Traditional Housing style

May 15, 2014
Traditional Style Floor Plan
  • Often small, 1 to 1 1/2 one story
  • Low- to medium-pitched hipped or gabled roof
  • Narrow, boxed eaves
  • Windows may be single- or double-hung, often with two-over-two horizontal panes. Windows may wrap corners. Doors were often flat panels with small glass windows.
  • Simple, built-in cabinetry
  • Wall cladding may be mixed according to local availability including wood in clapboards, plain or raked shingle. Asbestos shingle is not uncommon. Brick veneer and stone are seen.
  • Often seen with substantial chimneys
  • Small, covered front porch
  • Little if any ornamentation
  • Garages were usually separate, but occasionally were integrated or attached by a breezeway to the house. Not dominant, usually set back.

The short answer

One of the most ubiquitous house styles is the Minimal Traditional. Commonly overlooked as a non-style, it quickly evolved from the simplified "modern" interpretation of the many revival styles prevalent during the 1920s.

The more ornamented, distinctive styles of the 1920s such as the English Revival or Spanish Eclectic were stripped of all unnecessary details and marketed as Modern American, Modern English, or Modern Colonial cottages. These small homes replaced the craftsman-style bungalows of the previous decade, which by the early 1930s were considered out of date and hopelessly old-fashioned. Because they were small, they were also affordable by many working and middle-class families.

Some writers have concluded that the Minimal Traditional style evolved as a result of cost-cutting measures during the Depression which resulted in smaller, more streamlined buildings. While it's true than the Depression put the stops on more ornate or grandiose plans, Deco, International, and Art Moderne were going strong and they all contributed to the streamlining of small homes.

At the same time, homebuyers were very traditional about their tastes in homes. The decorous and more formal Colonial Revival of the first quarter of the 20th century was simplified for smaller families on a modest budget. While people wanted to be "modern" in many respects, they often tended to distrust modern design as being faddish.

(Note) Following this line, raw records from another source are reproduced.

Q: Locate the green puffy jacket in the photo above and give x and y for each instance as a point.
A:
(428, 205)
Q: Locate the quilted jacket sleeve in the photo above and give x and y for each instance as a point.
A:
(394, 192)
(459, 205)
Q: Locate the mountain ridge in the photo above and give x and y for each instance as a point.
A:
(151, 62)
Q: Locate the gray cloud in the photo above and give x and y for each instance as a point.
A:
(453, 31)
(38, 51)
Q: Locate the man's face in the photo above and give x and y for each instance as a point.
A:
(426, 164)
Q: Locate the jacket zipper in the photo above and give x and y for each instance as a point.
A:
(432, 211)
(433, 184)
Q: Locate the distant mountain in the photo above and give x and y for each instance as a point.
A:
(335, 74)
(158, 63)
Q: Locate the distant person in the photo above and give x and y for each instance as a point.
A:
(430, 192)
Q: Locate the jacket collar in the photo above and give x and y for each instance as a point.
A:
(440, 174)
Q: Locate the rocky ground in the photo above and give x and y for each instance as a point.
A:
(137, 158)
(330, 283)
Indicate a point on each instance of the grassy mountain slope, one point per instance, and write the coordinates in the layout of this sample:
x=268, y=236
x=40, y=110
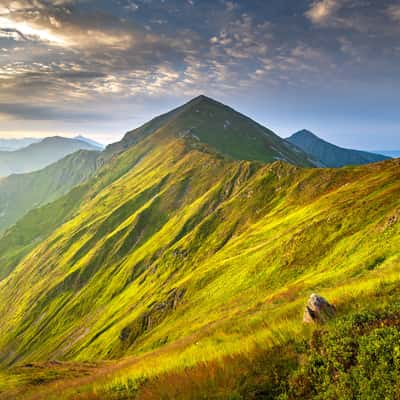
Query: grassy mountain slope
x=330, y=155
x=21, y=193
x=39, y=155
x=193, y=250
x=222, y=128
x=188, y=269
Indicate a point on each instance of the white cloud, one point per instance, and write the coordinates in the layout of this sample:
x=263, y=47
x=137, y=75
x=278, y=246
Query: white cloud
x=322, y=11
x=394, y=12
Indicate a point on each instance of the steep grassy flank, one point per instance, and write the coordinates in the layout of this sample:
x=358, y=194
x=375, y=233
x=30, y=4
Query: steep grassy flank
x=222, y=128
x=21, y=193
x=175, y=262
x=188, y=244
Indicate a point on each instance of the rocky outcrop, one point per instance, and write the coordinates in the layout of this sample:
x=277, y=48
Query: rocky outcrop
x=151, y=318
x=318, y=310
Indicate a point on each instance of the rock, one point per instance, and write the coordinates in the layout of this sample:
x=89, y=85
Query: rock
x=318, y=310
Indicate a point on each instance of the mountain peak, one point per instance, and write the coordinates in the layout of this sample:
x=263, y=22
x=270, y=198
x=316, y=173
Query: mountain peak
x=206, y=121
x=306, y=134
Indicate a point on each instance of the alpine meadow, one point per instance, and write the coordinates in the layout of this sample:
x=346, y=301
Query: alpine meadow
x=201, y=255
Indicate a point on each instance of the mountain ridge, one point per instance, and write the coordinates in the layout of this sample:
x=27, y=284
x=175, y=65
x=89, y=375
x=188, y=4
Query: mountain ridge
x=39, y=155
x=219, y=126
x=330, y=155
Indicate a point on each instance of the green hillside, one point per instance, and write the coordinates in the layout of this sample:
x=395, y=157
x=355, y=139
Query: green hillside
x=179, y=272
x=21, y=193
x=209, y=122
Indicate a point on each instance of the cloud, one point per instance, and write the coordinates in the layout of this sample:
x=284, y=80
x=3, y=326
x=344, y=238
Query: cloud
x=322, y=11
x=394, y=12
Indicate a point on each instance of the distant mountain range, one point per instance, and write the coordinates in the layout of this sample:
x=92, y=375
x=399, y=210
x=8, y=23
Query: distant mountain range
x=16, y=144
x=197, y=238
x=20, y=193
x=206, y=122
x=92, y=142
x=40, y=154
x=389, y=153
x=329, y=155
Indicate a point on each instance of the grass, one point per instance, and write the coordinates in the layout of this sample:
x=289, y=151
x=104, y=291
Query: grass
x=176, y=264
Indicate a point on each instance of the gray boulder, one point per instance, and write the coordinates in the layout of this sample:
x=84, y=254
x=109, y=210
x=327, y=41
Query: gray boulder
x=318, y=310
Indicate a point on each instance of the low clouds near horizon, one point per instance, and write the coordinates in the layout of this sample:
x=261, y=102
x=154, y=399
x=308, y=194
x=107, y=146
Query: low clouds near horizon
x=102, y=66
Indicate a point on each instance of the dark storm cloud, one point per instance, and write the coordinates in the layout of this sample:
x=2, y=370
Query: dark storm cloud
x=45, y=113
x=69, y=54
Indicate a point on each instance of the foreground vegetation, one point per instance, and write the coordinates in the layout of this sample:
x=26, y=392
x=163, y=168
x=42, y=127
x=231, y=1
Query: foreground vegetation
x=188, y=271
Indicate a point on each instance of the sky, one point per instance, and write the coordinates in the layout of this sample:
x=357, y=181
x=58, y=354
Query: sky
x=102, y=67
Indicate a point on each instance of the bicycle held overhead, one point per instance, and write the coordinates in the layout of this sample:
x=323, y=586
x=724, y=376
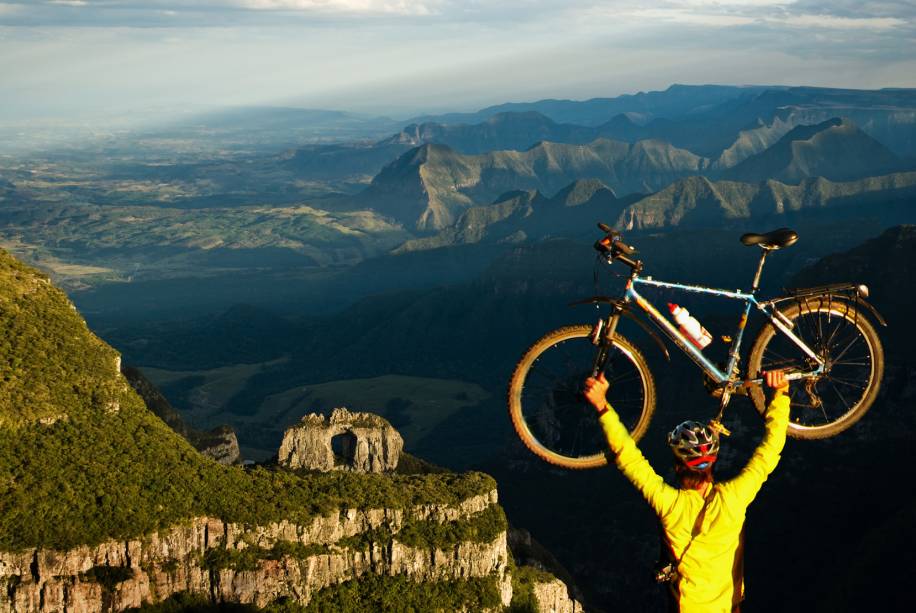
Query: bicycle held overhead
x=824, y=338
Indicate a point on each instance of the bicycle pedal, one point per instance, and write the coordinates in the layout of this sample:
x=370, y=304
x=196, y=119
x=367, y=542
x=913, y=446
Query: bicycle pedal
x=717, y=426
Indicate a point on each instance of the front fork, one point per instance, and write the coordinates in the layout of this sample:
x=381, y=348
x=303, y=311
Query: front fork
x=602, y=337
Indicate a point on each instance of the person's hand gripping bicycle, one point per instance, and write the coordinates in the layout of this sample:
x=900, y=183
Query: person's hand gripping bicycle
x=596, y=392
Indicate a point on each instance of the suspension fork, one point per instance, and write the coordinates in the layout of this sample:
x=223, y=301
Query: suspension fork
x=602, y=337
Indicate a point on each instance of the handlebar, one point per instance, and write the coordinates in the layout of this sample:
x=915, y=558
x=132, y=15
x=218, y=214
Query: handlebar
x=613, y=247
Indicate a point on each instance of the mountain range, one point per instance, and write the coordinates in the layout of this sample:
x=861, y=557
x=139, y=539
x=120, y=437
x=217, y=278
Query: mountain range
x=429, y=186
x=433, y=187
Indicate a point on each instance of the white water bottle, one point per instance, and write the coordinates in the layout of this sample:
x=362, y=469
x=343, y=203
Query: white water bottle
x=690, y=327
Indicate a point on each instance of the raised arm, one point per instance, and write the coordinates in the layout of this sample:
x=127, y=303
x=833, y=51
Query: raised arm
x=745, y=486
x=628, y=457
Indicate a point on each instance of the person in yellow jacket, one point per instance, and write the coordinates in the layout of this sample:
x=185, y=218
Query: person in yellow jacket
x=702, y=520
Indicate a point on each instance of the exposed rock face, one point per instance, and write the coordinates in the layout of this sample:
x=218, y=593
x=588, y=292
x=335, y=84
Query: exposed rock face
x=553, y=597
x=366, y=443
x=220, y=444
x=198, y=557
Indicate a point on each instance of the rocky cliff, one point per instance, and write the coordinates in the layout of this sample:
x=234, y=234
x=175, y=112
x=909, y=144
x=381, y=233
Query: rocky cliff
x=103, y=507
x=279, y=561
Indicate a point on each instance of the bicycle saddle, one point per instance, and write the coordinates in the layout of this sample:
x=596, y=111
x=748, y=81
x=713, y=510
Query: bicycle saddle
x=777, y=239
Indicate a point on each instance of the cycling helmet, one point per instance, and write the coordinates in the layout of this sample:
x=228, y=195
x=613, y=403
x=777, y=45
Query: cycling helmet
x=694, y=444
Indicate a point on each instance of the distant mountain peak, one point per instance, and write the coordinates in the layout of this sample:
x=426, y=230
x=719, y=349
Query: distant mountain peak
x=835, y=149
x=581, y=191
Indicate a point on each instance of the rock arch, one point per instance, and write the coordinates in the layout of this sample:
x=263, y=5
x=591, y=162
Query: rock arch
x=364, y=442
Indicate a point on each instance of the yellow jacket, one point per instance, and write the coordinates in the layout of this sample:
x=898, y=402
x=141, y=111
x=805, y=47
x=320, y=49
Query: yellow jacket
x=711, y=577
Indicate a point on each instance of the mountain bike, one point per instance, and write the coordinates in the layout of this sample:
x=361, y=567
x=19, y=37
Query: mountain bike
x=824, y=338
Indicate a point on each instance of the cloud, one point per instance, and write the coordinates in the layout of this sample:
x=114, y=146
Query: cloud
x=399, y=7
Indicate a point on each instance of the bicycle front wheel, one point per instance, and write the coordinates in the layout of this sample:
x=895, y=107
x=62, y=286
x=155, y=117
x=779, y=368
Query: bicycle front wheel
x=550, y=413
x=828, y=403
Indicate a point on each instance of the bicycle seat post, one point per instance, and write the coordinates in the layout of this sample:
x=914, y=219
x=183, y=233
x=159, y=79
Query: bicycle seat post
x=763, y=256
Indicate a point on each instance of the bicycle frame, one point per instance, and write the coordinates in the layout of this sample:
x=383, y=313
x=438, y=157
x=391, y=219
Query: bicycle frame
x=729, y=375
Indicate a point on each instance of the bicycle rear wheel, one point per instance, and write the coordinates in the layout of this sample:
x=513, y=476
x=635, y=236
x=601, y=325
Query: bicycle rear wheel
x=827, y=404
x=547, y=407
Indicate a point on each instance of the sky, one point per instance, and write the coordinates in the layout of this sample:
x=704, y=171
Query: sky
x=406, y=57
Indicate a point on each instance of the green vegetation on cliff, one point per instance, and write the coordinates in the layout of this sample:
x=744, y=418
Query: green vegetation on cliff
x=83, y=460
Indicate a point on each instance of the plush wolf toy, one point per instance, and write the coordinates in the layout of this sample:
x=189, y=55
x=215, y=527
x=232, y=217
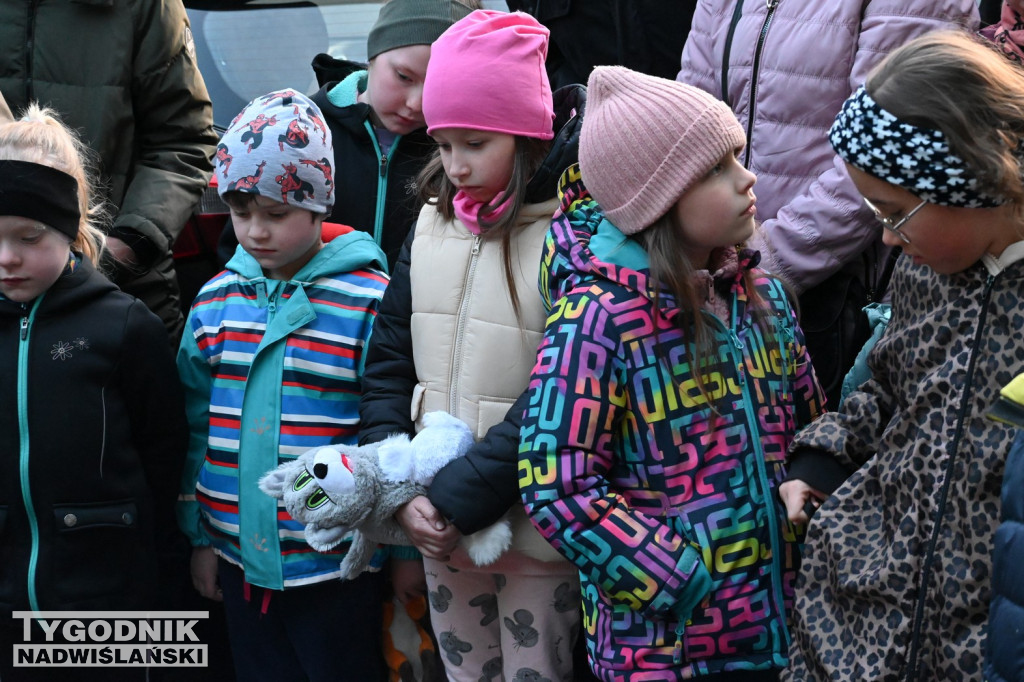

Rather than small houses, cheaply built of inferior materials, the Minimal Traditional was usually constructed of the same quality materials as larger, more expensive homes. Where they differed was in the number of built-ins and the interior finishes. The average size was about 800 square feet and often the only cabinetry were the sink and a counter unit in the kitchen, possibly a bathroom closet, and a linen closet in the hall. The result is a small house with few exotic decorative details.